Terza lettera dal Perù, storia di Lucio, degli uomini e del mondo intero.
Lucio gioca come gli altri bambini, ma non è esattamente come loro. Corre, urla, ride, lo fa come molti, eppure non è uguale agli altri. Dice a stento qualche parola in spagnolo, ha 7 anni ma va ancora all’asilo e se gli parli ti guarda con gli occhi persi perché non capisce. Bisogna mimargli cosa c’è da fare. Non sa prendere in mano la penna e a malapena conosce i numeri e le lettere del alfabeto. Non riesce a concentrarsi e ha difficoltà anche a disegnare o copiare. Lucio non va a scuola anche se dovrebbe. Lucio non ha malattie mentali o altri impedimenti, ci siamo informati, semplicemente non è inserito come lo sono tanti altri bambini. I bambini che partecipano al nostro progetto sono di diversa estrazione sociale, la maggior parte lavora, o in casa come le bimbe o fuori. Vendono qualcosa al mercato, lavorano nell’edilizia, in miniera o aiutano l’attività dei genitori. Come dire, anche se sfruttati, sono svegli, hanno vita, capiscono. Lucio vive fuori dalla città, là dove inizia la campagna. È un’altra galassia del mondo andino.
La storia di Lucio è diversa da quella di tanti altri bambini di Huamachuco, lui viene da una realtà che è al margine della vita sociale di questa cittadina andina. La sorellina, un po’ più grande, anche lei nel nostro centro, ha confidato ad una volontaria che lei e Lucio subiscono violenza domestica, che devono lavorare in campagna e che ora lo stato peruviano ha costretto i genitori a inserire i bambini nelle scuole. Per questo sono finiti anche nel nostro progetto per il dopo-scuola. Ora gli stiamo insegnando a prendere la penna in mano correttamente e i numeri da 0 a 9 oltre all’alfabeto.

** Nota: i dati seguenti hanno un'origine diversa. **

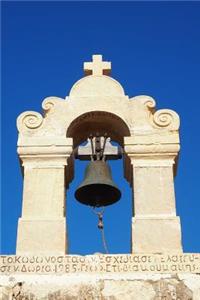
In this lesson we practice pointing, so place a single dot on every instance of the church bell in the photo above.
(98, 188)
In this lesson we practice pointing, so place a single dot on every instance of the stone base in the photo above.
(156, 235)
(101, 277)
(35, 236)
(87, 287)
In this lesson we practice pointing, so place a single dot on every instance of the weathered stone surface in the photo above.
(101, 264)
(140, 287)
(150, 142)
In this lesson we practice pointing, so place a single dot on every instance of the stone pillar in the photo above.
(155, 226)
(42, 226)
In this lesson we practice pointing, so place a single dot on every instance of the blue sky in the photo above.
(154, 49)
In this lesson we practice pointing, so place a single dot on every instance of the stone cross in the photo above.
(97, 67)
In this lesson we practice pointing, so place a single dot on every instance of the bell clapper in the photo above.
(97, 188)
(101, 227)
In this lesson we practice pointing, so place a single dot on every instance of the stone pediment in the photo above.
(90, 86)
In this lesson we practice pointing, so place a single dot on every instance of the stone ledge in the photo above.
(101, 264)
(101, 277)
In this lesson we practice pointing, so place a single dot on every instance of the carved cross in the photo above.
(97, 67)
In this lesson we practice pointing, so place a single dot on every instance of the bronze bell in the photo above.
(97, 188)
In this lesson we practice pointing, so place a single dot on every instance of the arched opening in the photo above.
(84, 236)
(97, 121)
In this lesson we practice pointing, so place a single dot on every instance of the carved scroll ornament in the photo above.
(29, 120)
(166, 118)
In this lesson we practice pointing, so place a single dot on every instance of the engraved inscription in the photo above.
(188, 263)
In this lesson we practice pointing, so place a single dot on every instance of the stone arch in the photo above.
(97, 121)
(45, 145)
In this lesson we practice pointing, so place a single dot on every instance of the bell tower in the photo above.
(48, 144)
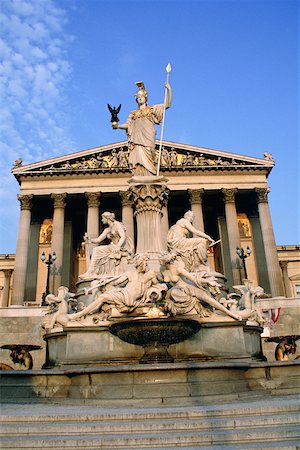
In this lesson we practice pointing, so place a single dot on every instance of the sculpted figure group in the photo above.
(184, 284)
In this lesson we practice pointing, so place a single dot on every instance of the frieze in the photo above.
(229, 195)
(59, 200)
(93, 199)
(125, 198)
(262, 194)
(195, 196)
(25, 202)
(116, 159)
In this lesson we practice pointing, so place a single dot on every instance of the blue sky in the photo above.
(234, 78)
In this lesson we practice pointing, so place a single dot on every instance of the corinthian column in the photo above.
(274, 272)
(148, 200)
(57, 244)
(233, 232)
(286, 280)
(5, 295)
(196, 206)
(127, 213)
(22, 250)
(93, 203)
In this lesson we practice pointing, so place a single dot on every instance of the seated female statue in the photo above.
(109, 259)
(189, 243)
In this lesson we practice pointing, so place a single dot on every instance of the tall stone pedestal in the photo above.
(149, 196)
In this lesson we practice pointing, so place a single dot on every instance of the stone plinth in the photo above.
(89, 346)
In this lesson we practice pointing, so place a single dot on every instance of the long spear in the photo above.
(168, 70)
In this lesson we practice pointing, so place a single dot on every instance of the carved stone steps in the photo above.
(260, 424)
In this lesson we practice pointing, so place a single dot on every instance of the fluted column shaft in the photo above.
(57, 244)
(127, 214)
(20, 268)
(93, 202)
(5, 295)
(148, 200)
(286, 280)
(164, 227)
(196, 206)
(274, 272)
(233, 232)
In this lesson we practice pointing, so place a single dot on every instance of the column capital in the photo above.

In questa lettera dal Perù non sarò molto lungo, credo che tante cose si capiscano senza prosopopee e storie strappalacrime. Tralasciamo i buonismi terzomondisti e il vittimismo moderno. La storia di Lucio non sarà mai sui giornali, nelle televisioni, nei discorsi dei candidati presidenti. Tanto meno sarà argomento dei G7, G8 o dei forum mondiali per l’economia. Finché non serve alle grandi testate, come fu per Aylan, vero?

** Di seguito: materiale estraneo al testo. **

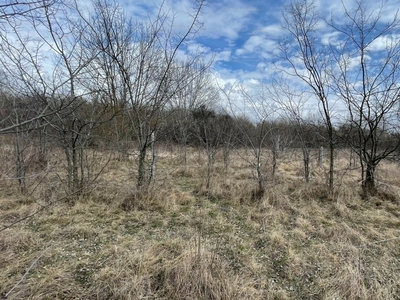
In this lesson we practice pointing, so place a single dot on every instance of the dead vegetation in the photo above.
(182, 241)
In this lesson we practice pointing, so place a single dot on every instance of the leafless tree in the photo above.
(367, 78)
(14, 8)
(254, 131)
(137, 64)
(309, 60)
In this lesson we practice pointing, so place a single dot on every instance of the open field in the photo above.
(180, 241)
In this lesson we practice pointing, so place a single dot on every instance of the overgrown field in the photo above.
(182, 241)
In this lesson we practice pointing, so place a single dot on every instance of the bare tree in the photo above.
(309, 61)
(254, 132)
(137, 64)
(291, 104)
(14, 8)
(367, 78)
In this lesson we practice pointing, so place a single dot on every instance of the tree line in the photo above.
(87, 76)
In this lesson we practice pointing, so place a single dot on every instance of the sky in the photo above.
(243, 36)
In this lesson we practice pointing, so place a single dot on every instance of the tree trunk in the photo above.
(306, 158)
(369, 188)
(142, 167)
(331, 163)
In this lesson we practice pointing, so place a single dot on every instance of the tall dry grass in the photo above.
(179, 240)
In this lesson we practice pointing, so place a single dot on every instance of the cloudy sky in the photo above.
(243, 35)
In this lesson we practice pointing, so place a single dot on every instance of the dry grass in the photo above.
(180, 241)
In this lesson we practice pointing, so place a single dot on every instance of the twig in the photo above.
(27, 272)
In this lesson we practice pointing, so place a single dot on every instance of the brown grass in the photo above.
(180, 241)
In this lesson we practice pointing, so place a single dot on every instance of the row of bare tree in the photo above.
(75, 75)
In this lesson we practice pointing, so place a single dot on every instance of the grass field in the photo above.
(180, 241)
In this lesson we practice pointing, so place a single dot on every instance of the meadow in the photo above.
(179, 240)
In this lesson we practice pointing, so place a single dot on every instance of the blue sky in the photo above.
(243, 35)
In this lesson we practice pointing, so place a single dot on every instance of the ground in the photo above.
(180, 241)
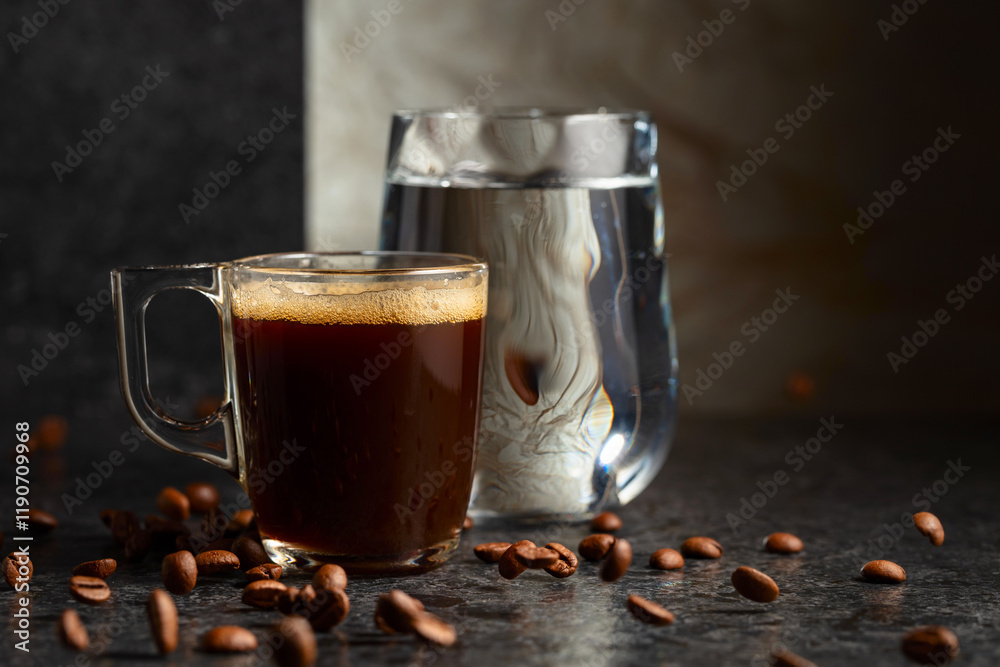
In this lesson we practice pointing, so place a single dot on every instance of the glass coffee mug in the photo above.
(353, 383)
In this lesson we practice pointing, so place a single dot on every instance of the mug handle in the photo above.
(212, 439)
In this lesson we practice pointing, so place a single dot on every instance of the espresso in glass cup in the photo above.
(353, 386)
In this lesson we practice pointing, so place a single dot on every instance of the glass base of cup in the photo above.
(294, 556)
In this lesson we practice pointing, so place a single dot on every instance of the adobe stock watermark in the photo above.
(957, 297)
(752, 330)
(250, 148)
(696, 44)
(914, 168)
(786, 126)
(121, 108)
(797, 458)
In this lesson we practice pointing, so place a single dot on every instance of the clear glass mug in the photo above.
(353, 383)
(580, 384)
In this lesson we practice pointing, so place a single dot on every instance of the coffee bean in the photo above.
(648, 611)
(216, 562)
(72, 632)
(509, 566)
(618, 561)
(102, 569)
(883, 572)
(163, 625)
(330, 576)
(783, 543)
(596, 547)
(12, 566)
(228, 639)
(41, 521)
(89, 589)
(754, 584)
(605, 522)
(179, 572)
(263, 593)
(930, 526)
(567, 563)
(534, 558)
(173, 503)
(298, 645)
(666, 559)
(266, 571)
(202, 496)
(930, 645)
(490, 552)
(701, 547)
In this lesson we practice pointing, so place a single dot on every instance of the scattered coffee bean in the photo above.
(216, 562)
(89, 589)
(173, 504)
(535, 558)
(701, 547)
(783, 543)
(883, 572)
(298, 648)
(666, 559)
(72, 632)
(605, 522)
(330, 576)
(102, 569)
(490, 552)
(179, 572)
(263, 593)
(162, 614)
(266, 571)
(930, 526)
(567, 563)
(754, 584)
(596, 547)
(648, 611)
(930, 645)
(228, 639)
(202, 496)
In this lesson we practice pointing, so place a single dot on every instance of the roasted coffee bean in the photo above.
(72, 632)
(567, 563)
(13, 565)
(202, 496)
(89, 589)
(596, 547)
(263, 593)
(666, 559)
(102, 569)
(605, 522)
(509, 566)
(298, 645)
(618, 561)
(179, 572)
(930, 645)
(648, 611)
(228, 639)
(883, 572)
(173, 503)
(266, 571)
(216, 562)
(930, 526)
(783, 543)
(163, 625)
(701, 547)
(330, 576)
(534, 558)
(754, 584)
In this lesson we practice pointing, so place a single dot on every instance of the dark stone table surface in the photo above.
(840, 501)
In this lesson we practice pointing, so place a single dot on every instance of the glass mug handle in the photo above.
(212, 439)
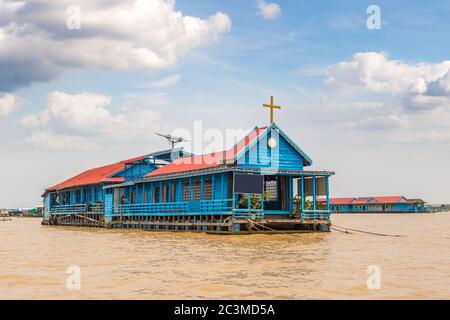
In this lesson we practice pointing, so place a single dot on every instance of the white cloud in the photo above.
(8, 103)
(169, 81)
(48, 139)
(374, 72)
(379, 122)
(268, 11)
(86, 120)
(124, 35)
(408, 102)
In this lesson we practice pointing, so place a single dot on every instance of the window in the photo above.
(271, 190)
(165, 193)
(186, 191)
(197, 189)
(144, 195)
(155, 194)
(207, 189)
(173, 193)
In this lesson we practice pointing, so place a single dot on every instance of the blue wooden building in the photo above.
(259, 185)
(386, 204)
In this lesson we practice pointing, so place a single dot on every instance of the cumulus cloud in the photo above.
(85, 120)
(416, 85)
(123, 35)
(268, 11)
(166, 82)
(8, 103)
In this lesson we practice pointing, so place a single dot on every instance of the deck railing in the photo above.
(174, 208)
(68, 208)
(77, 208)
(316, 215)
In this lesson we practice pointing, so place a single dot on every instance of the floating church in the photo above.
(261, 184)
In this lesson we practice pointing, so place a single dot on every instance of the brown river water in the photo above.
(135, 264)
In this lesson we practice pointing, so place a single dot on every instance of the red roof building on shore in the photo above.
(368, 200)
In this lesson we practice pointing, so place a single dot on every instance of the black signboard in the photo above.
(249, 183)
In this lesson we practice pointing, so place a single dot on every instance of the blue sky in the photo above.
(371, 105)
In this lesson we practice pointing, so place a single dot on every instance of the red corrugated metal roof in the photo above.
(96, 175)
(208, 160)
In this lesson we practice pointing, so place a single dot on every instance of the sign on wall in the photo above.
(248, 183)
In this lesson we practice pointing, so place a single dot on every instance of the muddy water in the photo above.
(150, 265)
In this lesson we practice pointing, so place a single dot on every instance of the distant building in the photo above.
(393, 204)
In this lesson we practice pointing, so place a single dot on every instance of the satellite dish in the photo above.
(172, 140)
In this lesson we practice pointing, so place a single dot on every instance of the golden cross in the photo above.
(271, 106)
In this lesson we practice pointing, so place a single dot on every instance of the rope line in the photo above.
(367, 232)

Lucio ha grandi difficoltà di concentrazione e apprendimento e la madre lo vuole anche ritirare dal nostro centro, dice che deve fare 40 minuti di cammino per portare i bambini qui. Proveremo a convincerla, a trovare una soluzione. Non sarebbe la prima volta. Si potrebbe pensare che Lucio è fuori dalla storia, più di tanti altri bambini di qui che grazie a Dio a scuola ci vanno e delle speranze, se pur difficili, le incontrano. Si potrebbe pensar che la storia gli passi accanto, forse di sopra, mentre gioca qui nel nostro cortile, senza saper nemmeno parlare con i suoi compagni. Solo corre, solo ride. E fuori il mondo globale, i potenti che sfruttano questi paesi del mondo, il mondo occidentalizzato, totalmente economicizzato. Brindano su questa emarginazione, necessaria per mantenere l’ignoranza e dunque la sottomissione di popoli interi. Delle volte arrivano in città, in giacca e cravatta, i canadesi, in cerca di nuovi giacimenti auriferi, da poter spolpare. Sorridenti con i denti bianchi.

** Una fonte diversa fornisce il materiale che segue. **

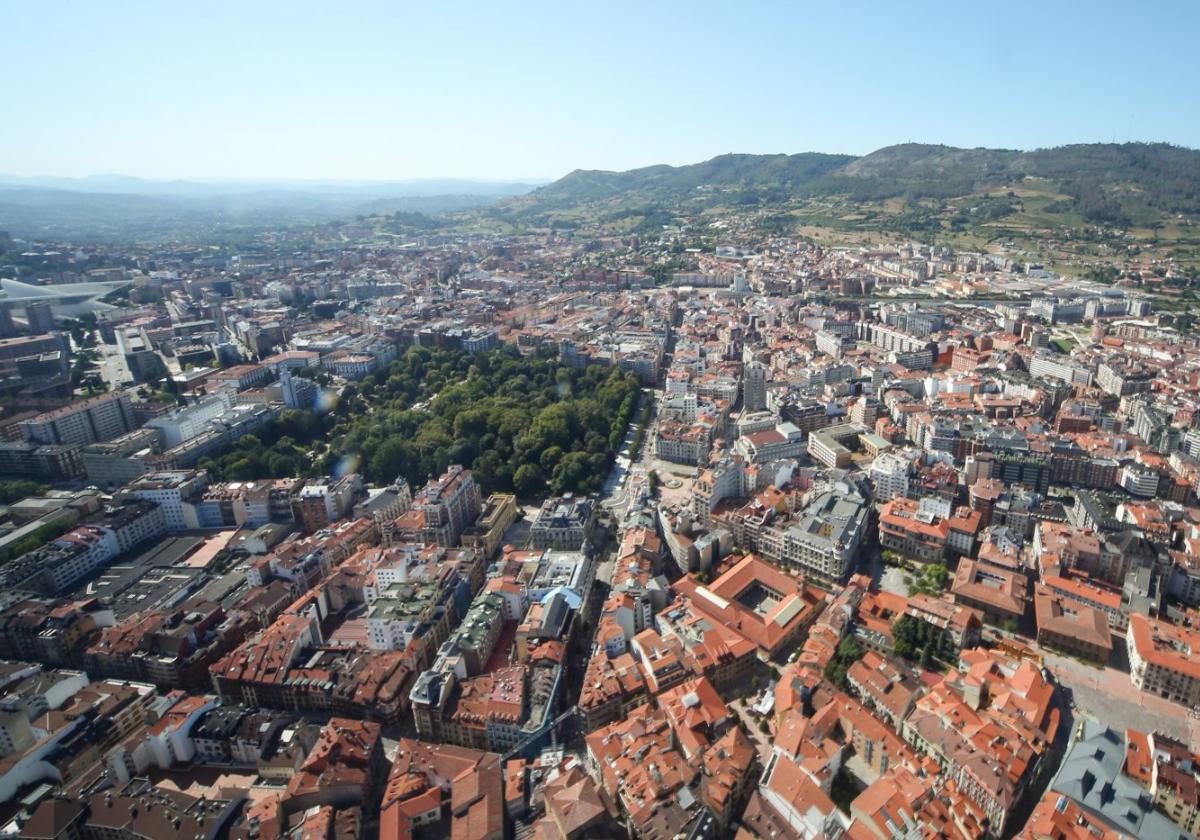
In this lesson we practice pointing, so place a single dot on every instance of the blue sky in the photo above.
(502, 90)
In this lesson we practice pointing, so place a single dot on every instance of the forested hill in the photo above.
(1101, 181)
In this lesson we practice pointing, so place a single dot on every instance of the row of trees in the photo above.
(922, 642)
(525, 425)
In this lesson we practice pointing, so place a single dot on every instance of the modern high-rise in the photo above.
(754, 388)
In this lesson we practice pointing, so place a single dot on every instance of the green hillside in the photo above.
(1120, 184)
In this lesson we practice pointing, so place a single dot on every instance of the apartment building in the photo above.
(93, 420)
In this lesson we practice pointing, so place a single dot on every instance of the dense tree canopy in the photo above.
(522, 424)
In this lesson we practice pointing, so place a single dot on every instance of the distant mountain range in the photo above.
(1121, 184)
(119, 207)
(1102, 181)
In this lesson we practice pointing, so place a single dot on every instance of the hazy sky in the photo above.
(390, 90)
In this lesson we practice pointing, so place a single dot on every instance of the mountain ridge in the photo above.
(1103, 181)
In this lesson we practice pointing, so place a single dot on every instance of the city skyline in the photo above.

Invece no, la storia di Lucio è anche la storia del mondo, è anche la nostra storia. Forse è più Storia della globalizzazione, forse è parte di quelle poche storie che si possono davvero considerare tali. Di minori come Lucio il mondo è pieno, sono loro che occupano i binari abbandonati. Li si nota a malapena quando, sopra l’alta velocità, ci passi accanto. Ma la felicità negli occhi di Lucio non la potranno corrompere o comprare, finché ci sarà chi vorrà dare speranza. Proprio come dice quella canzone dei Calle 13, non potranno mai comprare l’allegria:
“Tu no puedes comprar el viento, tu no puedes comprar el sol
Tu no puedes comprar la lluvia, tu no puedes comprar el calor
Tu no puedes comprar las nubes, tu no puedes comprar los colores
Tu no puedes comprar mi alegría, tu no puedes comprar mis dolores“
Ha ragione Fëdor Dostoevskij quando ne I fratelli Karamazov dice:
“Ciascuno di noi è colpevole di tutto e per tutti sulla Terra, questo è indubbio, non solo a causa della colpa comune originaria, ma ciascuno individualmente per tutti gli uomini e per ogni uomo sulla Terra“.